Dans une enquête réalisée en 2023, les résultats ont montré que 66 % des Américains ont des angoisses au volant, la fusion (sur autoroute) et la marche arrière étant les deux principales manœuvres qui rendent les conducteurs nerveux. Cela dit, à quoi pensent généralement les conducteurs anxieux lorsqu’ils sont à bout de nerfs au volant ? De la crainte d’appuyer sur la mauvaise pédale à celle de se perdre, voici 20 pensées que seuls les conducteurs anxieux ont.

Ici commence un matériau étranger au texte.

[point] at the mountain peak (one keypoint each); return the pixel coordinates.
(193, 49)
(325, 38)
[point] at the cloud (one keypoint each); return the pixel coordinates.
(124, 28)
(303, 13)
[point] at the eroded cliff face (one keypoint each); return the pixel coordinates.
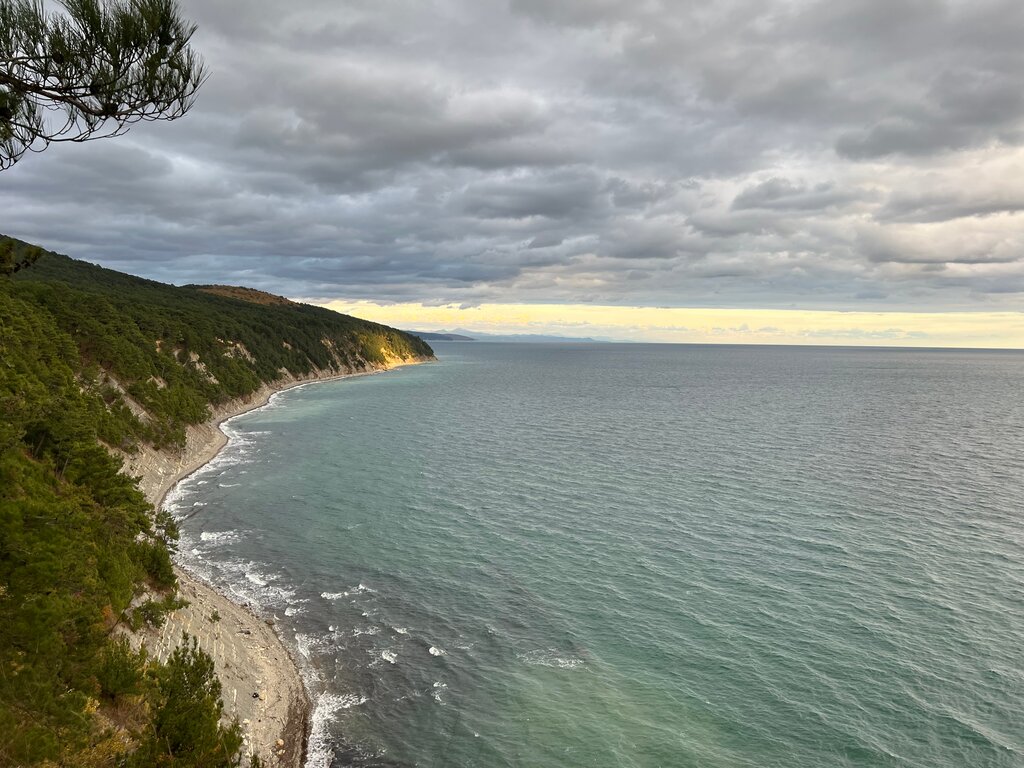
(158, 469)
(262, 685)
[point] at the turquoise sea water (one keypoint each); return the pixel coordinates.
(640, 555)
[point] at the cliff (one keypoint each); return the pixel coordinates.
(105, 376)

1. Et si j'avais un accident ?
Pour beaucoup, voire tous les conducteurs anxieux, la crainte d’avoir un accident mineur ou grave les empêche de prendre le volant. Après tout, il peut être difficile de circuler dans un trafic dense tout en faisant attention aux autres usagers de la route, et les transports en commun sont souvent moins stressants.
2. Je vais perdre le contrôle de la voiture
Les conducteurs anxieux ont toujours peur de perdre le contrôle de leur voiture, que ce soit en tournant accidentellement trop le volant, en roulant trop vite ou en ne freinant pas à temps. Cette pensée peut les obséder à tel point qu’ils finissent par être convaincus qu’ils perdront le contrôle dès qu’ils prendront le volant.

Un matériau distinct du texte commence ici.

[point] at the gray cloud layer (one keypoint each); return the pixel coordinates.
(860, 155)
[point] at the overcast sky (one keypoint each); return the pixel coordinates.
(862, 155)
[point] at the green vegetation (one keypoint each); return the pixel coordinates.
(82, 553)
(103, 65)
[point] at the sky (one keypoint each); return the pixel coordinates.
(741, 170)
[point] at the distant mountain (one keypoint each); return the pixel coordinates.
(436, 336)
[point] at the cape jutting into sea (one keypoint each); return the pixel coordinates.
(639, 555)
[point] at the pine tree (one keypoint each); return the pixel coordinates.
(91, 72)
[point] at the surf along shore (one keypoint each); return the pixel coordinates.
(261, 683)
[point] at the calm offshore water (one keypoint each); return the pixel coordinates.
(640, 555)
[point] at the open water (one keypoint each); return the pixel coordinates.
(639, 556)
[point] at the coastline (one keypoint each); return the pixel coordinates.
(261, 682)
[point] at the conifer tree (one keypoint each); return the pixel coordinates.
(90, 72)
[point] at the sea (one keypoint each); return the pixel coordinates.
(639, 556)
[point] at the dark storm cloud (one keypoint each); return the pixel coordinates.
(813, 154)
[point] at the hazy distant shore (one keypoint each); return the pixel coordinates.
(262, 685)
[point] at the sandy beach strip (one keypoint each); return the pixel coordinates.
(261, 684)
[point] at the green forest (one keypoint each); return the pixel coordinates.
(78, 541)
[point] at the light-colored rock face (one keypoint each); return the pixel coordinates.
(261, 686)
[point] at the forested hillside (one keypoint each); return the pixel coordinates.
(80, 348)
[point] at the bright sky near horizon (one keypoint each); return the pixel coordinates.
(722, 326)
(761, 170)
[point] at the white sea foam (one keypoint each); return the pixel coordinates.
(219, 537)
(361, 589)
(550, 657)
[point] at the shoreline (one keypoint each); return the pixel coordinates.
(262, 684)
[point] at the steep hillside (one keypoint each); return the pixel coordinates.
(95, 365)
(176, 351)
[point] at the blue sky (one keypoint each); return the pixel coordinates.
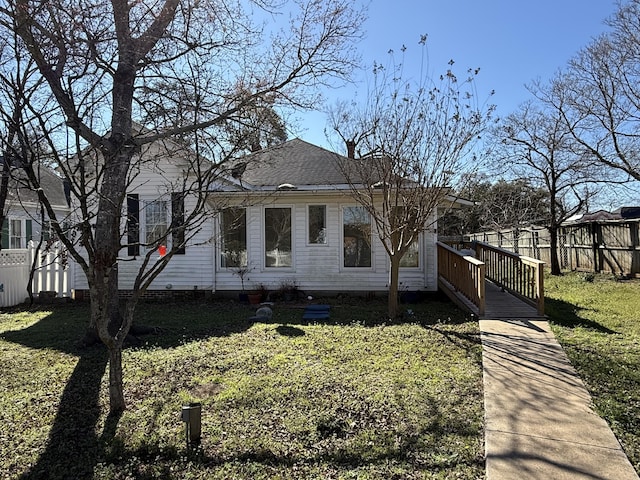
(512, 42)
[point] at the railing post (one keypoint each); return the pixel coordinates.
(481, 290)
(540, 288)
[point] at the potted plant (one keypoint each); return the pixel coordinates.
(289, 289)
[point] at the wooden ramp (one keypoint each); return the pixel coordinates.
(501, 304)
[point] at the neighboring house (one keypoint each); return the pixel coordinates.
(23, 214)
(281, 216)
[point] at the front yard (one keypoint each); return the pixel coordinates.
(351, 397)
(597, 320)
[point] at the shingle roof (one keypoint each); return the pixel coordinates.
(49, 181)
(295, 162)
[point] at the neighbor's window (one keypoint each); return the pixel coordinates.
(412, 257)
(318, 224)
(277, 236)
(356, 223)
(156, 224)
(15, 234)
(234, 237)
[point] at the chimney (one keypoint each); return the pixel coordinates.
(351, 148)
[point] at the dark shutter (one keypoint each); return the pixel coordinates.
(133, 224)
(5, 233)
(29, 233)
(177, 221)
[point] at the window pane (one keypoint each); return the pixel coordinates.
(15, 235)
(277, 234)
(317, 224)
(357, 237)
(155, 221)
(411, 258)
(234, 237)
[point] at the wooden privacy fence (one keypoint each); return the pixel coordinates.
(611, 246)
(463, 274)
(520, 275)
(51, 274)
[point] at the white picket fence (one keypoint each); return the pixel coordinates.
(51, 274)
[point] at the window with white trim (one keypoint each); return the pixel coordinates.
(155, 221)
(234, 237)
(317, 224)
(356, 227)
(277, 237)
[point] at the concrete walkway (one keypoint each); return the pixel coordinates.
(538, 417)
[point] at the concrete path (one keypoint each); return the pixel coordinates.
(538, 417)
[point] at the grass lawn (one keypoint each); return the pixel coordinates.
(597, 321)
(348, 398)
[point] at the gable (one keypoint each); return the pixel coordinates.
(295, 163)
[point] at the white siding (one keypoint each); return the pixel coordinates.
(319, 267)
(194, 269)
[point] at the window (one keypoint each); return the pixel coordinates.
(277, 235)
(356, 223)
(133, 224)
(16, 233)
(317, 224)
(412, 257)
(234, 238)
(177, 221)
(156, 224)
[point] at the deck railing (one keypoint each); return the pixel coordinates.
(522, 276)
(463, 273)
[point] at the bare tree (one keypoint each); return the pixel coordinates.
(497, 205)
(600, 93)
(536, 144)
(412, 142)
(102, 65)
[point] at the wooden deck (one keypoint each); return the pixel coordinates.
(501, 304)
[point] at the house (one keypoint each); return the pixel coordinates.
(280, 216)
(24, 220)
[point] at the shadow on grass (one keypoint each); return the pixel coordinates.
(74, 447)
(564, 314)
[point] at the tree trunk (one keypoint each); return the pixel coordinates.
(393, 286)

3. Et si j'appuyais sur la mauvaise pédale ?
Une fois que vous avez pris le coup de main, savoir quelle pédale enfoncer et à quel moment devient une question de mémoire musculaire. Mais les conducteurs anxieux pensent constamment à la possibilité effrayante de confondre les signaux, comme appuyer à fond sur l’accélérateur alors qu’ils devraient freiner.
4. Et si j'oubliais soudainement comment conduire ?
Tout comme l’idée de perdre le contrôle au volant, les conducteurs anxieux ont peur de soudainement avoir un trou de mémoire sur la route. Et s’ils oubliaient comment faire demi-tour ? Et s’ils oubliaient comment changer de voie ou s’insérer dans la circulation ? Ce sont ces inquiétudes qui les empêchent de conduire.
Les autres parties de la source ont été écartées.